Rudolph previously collaborated with Willis on “Mortal Thoughts” (1991), where the star was extraordinary playing a doomed, abusive husband. Cast alongside his then-wife Demi Moore, both Moore and Willis have cited in print that the film represented their best work.
Willis clearly trusted Rudolph, and the director provided him with a great showcase for his comic and dramatic capabilities in his take on Dwayne Hoover.
As a spoof on the American dream going askew and the lost seeking to be redeemed, we see how a Maui vacation becomes the embodiment of salvation for the film’s characters. It was a mistake on Rudolph’s part not to date this: if this is then-contemporary America, the vision is a swirling miasma of anxiety, but if a title card told us this was 1973 or set in the 1970s, we’d recognize the character’s turmoil, living in a Watergate/still-in-Vietnam existence.
Some scenes play like overly caffeinated “SNL” sketches but the best moments, of which there are many, take center, even as much of the film is juiced up on Rudolph’s experimental touches. The excellent parts of “Breakfast of Champions” connect to Vonnegut’s central conflict, of mere mortals trying and failing to grasp the meaning of life.

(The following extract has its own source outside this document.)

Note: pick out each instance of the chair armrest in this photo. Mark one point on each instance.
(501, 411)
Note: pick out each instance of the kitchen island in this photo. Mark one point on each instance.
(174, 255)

There’s a beautifully acted scene between Willis and Nolte, where the two salesmen share deep confessions but neither is really hearing the other. The climax is emotional and satisfying, in its own peculiar way, but what it all means is highly debatable (I’d say the conclusion of this and “Fight Club” reach the same thematic end).
The film’s all-out rejection in theaters was especially odd when you consider that Willis was coming off “The Sixth Sense.” You’d figure curious filmgoers would at least give it a robust opening weekend. Even lesser vehicles like “The Story of Us” (1999) and “Disney’s The Kid” (2000) were much more successful for Willis.
The stench of failure towards Rudolph’s film lingered for years until it fell to a bottom-of-the-discount-DVD-bin purgatory.
When people tell me they hate Rudolph’s “Breakfast of Champions,” it’s usually because they understandably prefer Vonnegut’s far more focused novel or simply “didn’t get” what Rudolph and his cast were aiming for.
There are flaws in Rudolph’s film, mostly in his tendency to squeeze in too many subplots and characters into an already busy swirl of mania. Yet, given a fresh look (no joke – the 4K upgrade makes the colors richer and the Mad Hatter vision fuller) and taken as a companion piece to Vonnegut’s novel, as well as a forgotten showcase for Willis’ under-appreciated abilities as an actor, the return of “Breakfast of Champions” is an overdue event.